Astute readers will correctly inquire what happens if we’re at 0,0: don’t worry, we’ve got you covered! If we detect our current pixel is on an edge the we “reach” (wrapping in graphics parlance) around the image and snag the pixel from the opposite side of the image. For example, if we are at 0,0 in an image that’s 64×64 then the top-left  neighbor will be 63,63.

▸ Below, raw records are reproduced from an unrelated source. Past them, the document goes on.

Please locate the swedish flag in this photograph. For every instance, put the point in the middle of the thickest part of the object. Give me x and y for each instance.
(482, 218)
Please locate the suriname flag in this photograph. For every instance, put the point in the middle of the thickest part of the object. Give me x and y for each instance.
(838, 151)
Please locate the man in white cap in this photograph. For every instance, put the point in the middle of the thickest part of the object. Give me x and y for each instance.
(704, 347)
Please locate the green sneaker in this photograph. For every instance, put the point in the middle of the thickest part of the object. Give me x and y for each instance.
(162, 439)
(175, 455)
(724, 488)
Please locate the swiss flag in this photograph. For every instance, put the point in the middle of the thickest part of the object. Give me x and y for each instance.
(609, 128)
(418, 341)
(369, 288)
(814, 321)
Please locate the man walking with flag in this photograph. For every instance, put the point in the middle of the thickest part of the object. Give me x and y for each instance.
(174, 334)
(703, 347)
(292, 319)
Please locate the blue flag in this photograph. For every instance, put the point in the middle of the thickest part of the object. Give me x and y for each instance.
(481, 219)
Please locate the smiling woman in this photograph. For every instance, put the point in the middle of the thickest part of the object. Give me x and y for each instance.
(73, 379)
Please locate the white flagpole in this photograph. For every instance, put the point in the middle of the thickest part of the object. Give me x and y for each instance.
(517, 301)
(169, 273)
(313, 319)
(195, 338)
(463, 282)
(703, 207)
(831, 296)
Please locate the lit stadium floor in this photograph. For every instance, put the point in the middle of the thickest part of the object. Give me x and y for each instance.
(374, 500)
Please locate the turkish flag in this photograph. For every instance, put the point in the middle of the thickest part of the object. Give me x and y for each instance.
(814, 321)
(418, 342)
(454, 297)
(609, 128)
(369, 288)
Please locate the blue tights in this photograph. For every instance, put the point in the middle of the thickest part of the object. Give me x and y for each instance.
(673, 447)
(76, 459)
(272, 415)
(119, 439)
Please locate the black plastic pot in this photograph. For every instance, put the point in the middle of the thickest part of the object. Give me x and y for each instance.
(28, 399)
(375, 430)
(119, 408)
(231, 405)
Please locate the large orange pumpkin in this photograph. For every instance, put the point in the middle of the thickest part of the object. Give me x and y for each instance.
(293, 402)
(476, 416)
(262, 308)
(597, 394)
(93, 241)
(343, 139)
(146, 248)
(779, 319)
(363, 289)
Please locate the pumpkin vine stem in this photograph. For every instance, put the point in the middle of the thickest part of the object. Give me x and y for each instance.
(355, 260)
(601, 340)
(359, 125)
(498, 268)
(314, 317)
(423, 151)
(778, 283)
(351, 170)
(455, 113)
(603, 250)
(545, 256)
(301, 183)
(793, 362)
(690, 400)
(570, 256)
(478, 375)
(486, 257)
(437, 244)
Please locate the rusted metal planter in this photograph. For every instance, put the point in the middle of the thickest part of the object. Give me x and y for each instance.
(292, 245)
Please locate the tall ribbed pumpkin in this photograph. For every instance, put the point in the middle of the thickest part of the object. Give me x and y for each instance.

// Wrap the X-coordinates if the source pixel is on the left or right edge
if(x == 0) {

// Wrap the left side
pixelCoords[0].x = iImageStride - 1;
pixelCoords[3].x = iImageStride - 1;
pixelCoords[5].x = iImageStride - 1;
} else if(x == (iImageStride - 1)) {

// Wrap the right side
pixelCoords[2].x = 0;
pixelCoords[4].x = 0;
pixelCoords[7].x = 0;
}

// Wrap the Y-coordinates if the source pixel is on the top or bottom edge
if(y == 0) {

// Wrap the top
pixelCoords[0].y = iImageHeight - 1;
pixelCoords[1].y = iImageHeight - 1;
pixelCoords[2].y = iImageHeight - 1;

} else if(y == (iImageHeight - 1)) {

// Wrap the bottom
pixelCoords[5].y = 0;
pixelCoords[6].y = 0;
pixelCoords[7].y = 0;
}

Now that we have the coordinates for our neighbors...GO FETCH!
// Retrieve all of the pixel values.
pixels[0] = GetColorInt4(srcImage[(pixelCoords[0].y * iImageStride) + pixelCoords[0].x]);
pixels[1] = GetColorInt4(srcImage[(pixelCoords[1].y * iImageStride) + pixelCoords[1].x]);
pixels[2] = GetColorInt4(srcImage[(pixelCoords[2].y * iImageStride) + pixelCoords[2].x]);
pixels[3] = GetColorInt4(srcImage[(pixelCoords[3].y * iImageStride) + pixelCoords[3].x]);
pixels[4] = GetColorInt4(srcImage[(pixelCoords[4].y * iImageStride) + pixelCoords[4].x]);
pixels[5] = GetColorInt4(srcImage[(pixelCoords[5].y * iImageStride) + pixelCoords[5].x]);
pixels[6] = GetColorInt4(srcImage[(pixelCoords[6].y * iImageStride) + pixelCoords[6].x]);
pixels[7] = GetColorInt4(srcImage[(pixelCoords[7].y * iImageStride) + pixelCoords[7].x]);

Ssshhh. This is where the magic happens.

Now that we’ve got the neighboring pixels it’s time to perform the actual edge detection algorithm. We’ll subtract the corresponding pixel pairs, comparing the result against the current maximum value. We’re making use of vector components by not specifying any at all. That means we’re actually performing the Red, Green, Blue and Alpha (which we don’t really care about) operations in tandem. Hopefully the OpenCL compiler is working its magic and applying some sweet SIMD action in there for us.

// Pre-set our maximum color to be Top Right - Bottom Left
destColor = abs(pixels[2] - pixels[5]);
// Bottom Right - Top Left
tmpColor = abs(pixels[7] - pixels[0]);
destColor = max(tmpColor, destColor);
// Top - Bottom
tmpColor = abs(pixels[1] - pixels[6]);
destColor = max(tmpColor, destColor);
// Right - Left
tmpColor = abs(pixels[4] - pixels[3]);
destColor = max(tmpColor, destColor);

Pack it in, boys.

The last thing we do is re-apply the original alpha value, convert the int4 back into an int and stuff it into the output buffer (the result image).

int4 finalColor = {destColor.x, destColor.y, destColor.z, srcColor.w};
destImage[gid] = ColorToInt(finalColor);

The Result

After all that hard work we’re left with a pretty good outline of the original source image. In my testing I saw a 4X improvement when comparing the native CPU implementation against OpenCL running ONLY on the CPU. The native algorithm ran in ~400ms with the OpenCL (CPU device) clocking in at 170ms. A solid showing even without the GPU on duty. OpenCL using a GPU device clocked in a 10ms. 400ms down to 10ms? OpenCL’s future is looking pretty damn promising.

Conclusion

The native C++ implementation of this took about a half hour to code up while the OpenCL version took roughly two hours (probably about an hour was spend on a logic bug on my part). Coding up image filters using OpenCL is super easy. For filters that require user interaction (i.e. tweakable parameters) the ability to modify a high-definition image in under 50 milliseconds is simply incredible. We’ve got a color substitution filter (video demo coming soon) that is nothing short of amazing when you see it live.

Thanks for reading and be sure to follow us on Twitter and hit up our Facebook Fanpage. Until next time – viva le technology!

¹The original algorithm simply skipped over the edge pixels by confining the X and Y axes to (1 to width-1) and (1 to height-1).